How to Use S3 as Source or Sink in Hue

On this page, we demonstrate how to write to, and read from, an S3 bucket in Hue.

Continue reading:

Populate S3 Bucket

In this section, we use open data from the U.S. Geological Survey.

Download 30 days of earthquake data (all_month.csv) from the USGS (~2 MB).
Log on to the Hue Web UI from Cloudera Manager.
Select File Browser > S3 Browser.
Click New > Bucket, name it "quakes_<any unique id>" and click Create.
Tip: Unique bucket names are important per S3 bucket naming conventions.
Navigate into the bucket by clicking the bucket name.
Click New > Directory, name it "input" and click Create.
Navigate into the directory by clicking the directory name.
Click Upload and select, or drag, all_month.csv. The path is s3a://quakes/input/all_month.csv.
Important: Do not add anything else to the "input" directory–no extra files, no directories.
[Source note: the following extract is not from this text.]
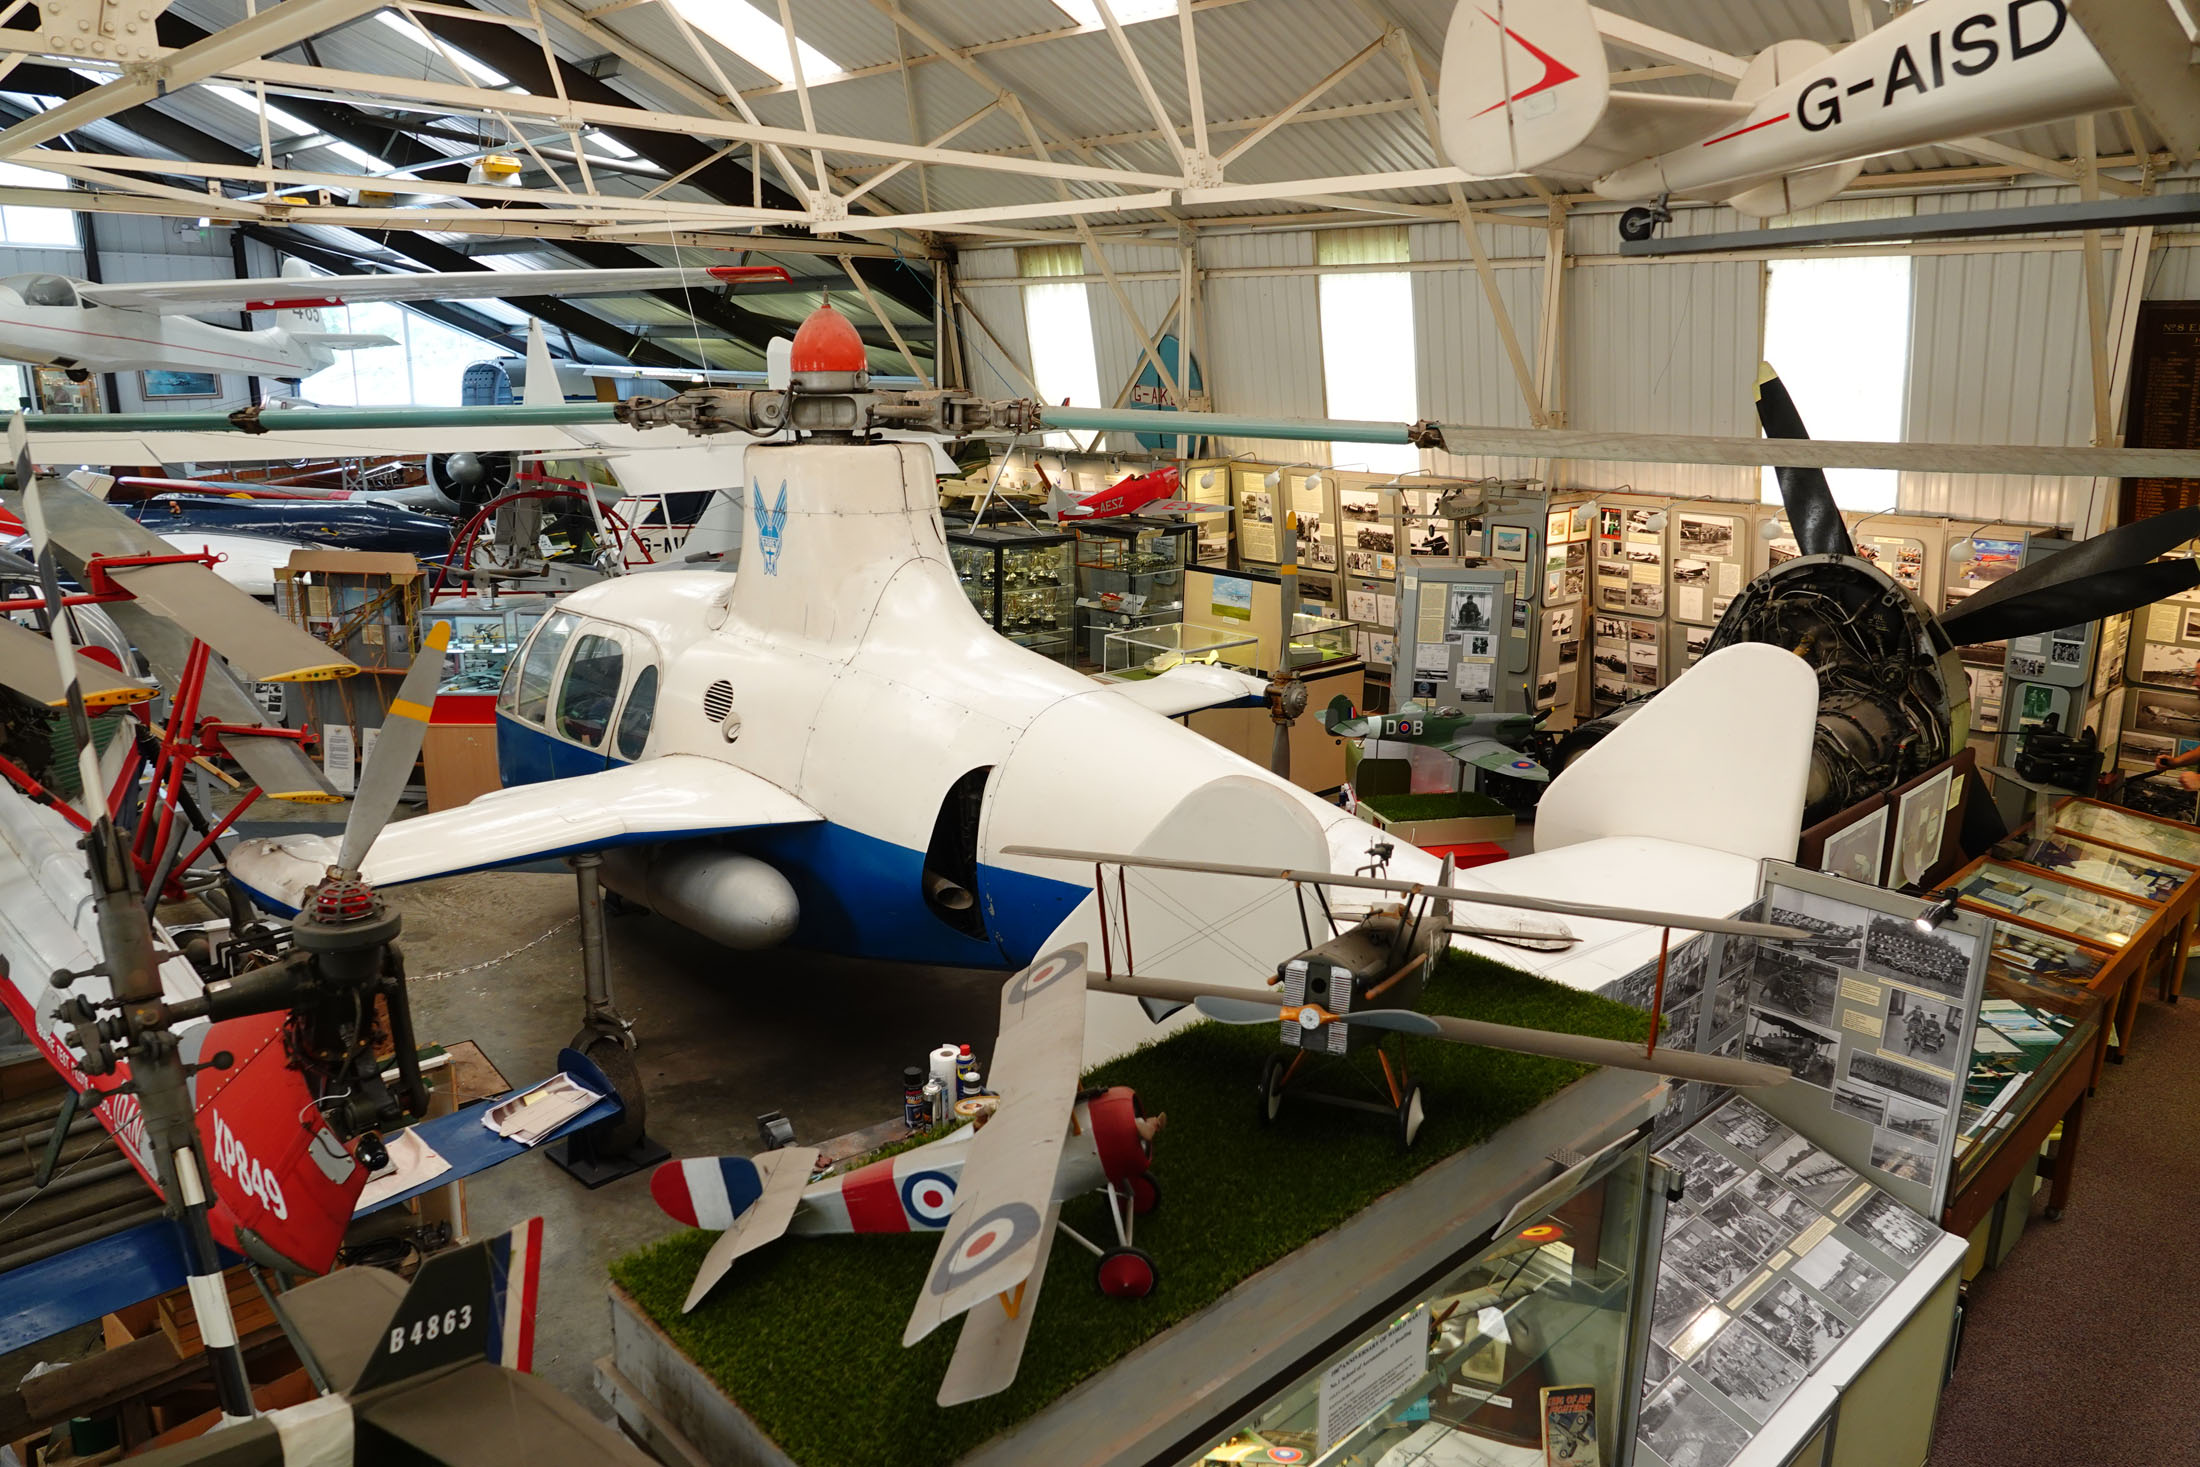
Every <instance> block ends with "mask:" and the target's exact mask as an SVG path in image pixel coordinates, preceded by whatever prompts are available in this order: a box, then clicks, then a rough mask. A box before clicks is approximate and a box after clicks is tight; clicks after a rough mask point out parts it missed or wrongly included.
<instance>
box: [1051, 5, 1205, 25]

Go to the Metastore Manager by clicking Data Browsers > Metastore Tables.
Create a new table from a file by clicking .
Enter a Table Name such as "earthquakes".
Browse for the Input Directory, s3a://quakes/input/, and click Select this folder.
Select Create External Table from the Load Data menu and click Next.
Delimit by Comma(,) and click Next.
Click Create Table.
Click Browse Data to automatically generate a SELECT query in the Hive editor:
```
SELECT * FROM `default`.`earthquakes` LIMIT 10000;
```

Run and Export Results in Hive
1. Run the query by clicking Execute .
2. Click Get Results .
3. Select Export to open the Save query result dialog.
Save Results as Custom File
1. Select In store (max 10000000 cells) and open the Path to CSV file dialog.
2. Navigate into the bucket, s3a://quakes.
3. Create folder named, "output."
4. Navigate into the output directory and click Select this folder.
5. Append a file name to the path, such as quakes.cvs.
6. Click Save. The results are saved as s3a://quakes/ouput/quakes.csv.
Save Results as MapReduce files
1. Select In store (large result) and open the Path to empty directory dialog.
2. Navigate into the bucket, s3a://quakes.
3. If you have not done so, create a folder named, "output."
4. Navigate into the output directory and click Select this folder.
5. Click Save. A MapReduce job is run and results are stored in s3a://quakes/output/.
Save Results as Table
1. Run a query for "moment" earthquakes and export:
```
SELECT time,
         latitude,
         longitude,
         mag
FROM `default`.`earthquakes`
WHERE magtype IN ('mw','mwb','mwc','mwr','mww');
```
2. Select A new table and input <database>.<new table name>.
3. Click Save.
4. Click Browse Data to view the new table.

This section addresses some error messages you may encounter when attempting to use Hue with S3.

Failed to access path
```
Failed to access path: "s3a://quakes". Check that you have access to read this bucket and that the region is correct.
```
Possible solution: Check your bucket region:
1. Log on to your AWS account and navigate to the S3 service.
2. Select your bucket, for example "quakes", and click Properties.
3. Find your region. If it says US Standard, then region=us-east-1.
4. Update your configuration in Hue Service Advanced Configuration Snippet (Safety Valve) for hue_safety_valve.ini.
5. Save your changes and restart Hue.

The table could not be created
```
The table could not be created. Error while compiling statement: FAILED: SemanticException com.cloudera.com.amazonaws.AmazonClientException: Unable to load AWS credentials from any provider in the chain.
```
Possible solution: Set your S3 credentials in Hive core-site.xml:
1. In Cloudera Manager, go to Hive > Configuration.
2. Filter by Category > Advanced.
3. Set your credentials in Hive Service Advanced Configuration Snippet (Safety Valve) for core-site.xml.
  1. Click the button and input Name and Value for fs.s3a.AccessKeyId.
  2. Click the button and input Name and Value for fs.s3a.SecretAccessKey.
4. Save your changes and restart Hive.
The target path is a directory

Possible solution: Remove any directories or files that may have been added to s3a://quakes/input/ (so that all_month.csv is alone).
Bad status for request TFetchResultsReq … Not a file
```
Bad status for request TFetchResultsReq(...): TFetchResultsResp(status=TStatus(errorCode=0, errorMessage='java.io.IOException: java.io.IOException: Not a file: s3a://Not a file: s3a://quakes/input/output' ...
```
Possible solution: Remove any directories or files that may have been added to s3a://quakes/input/ (so that all_month.csv is alone). Here, Hive cannot successfully query the earthquakes table (based on all_month.csv) due to the directory, s3a://quakes/input/output.

Tip: Run tail -f against the Hive server log in: /var/log/hive/.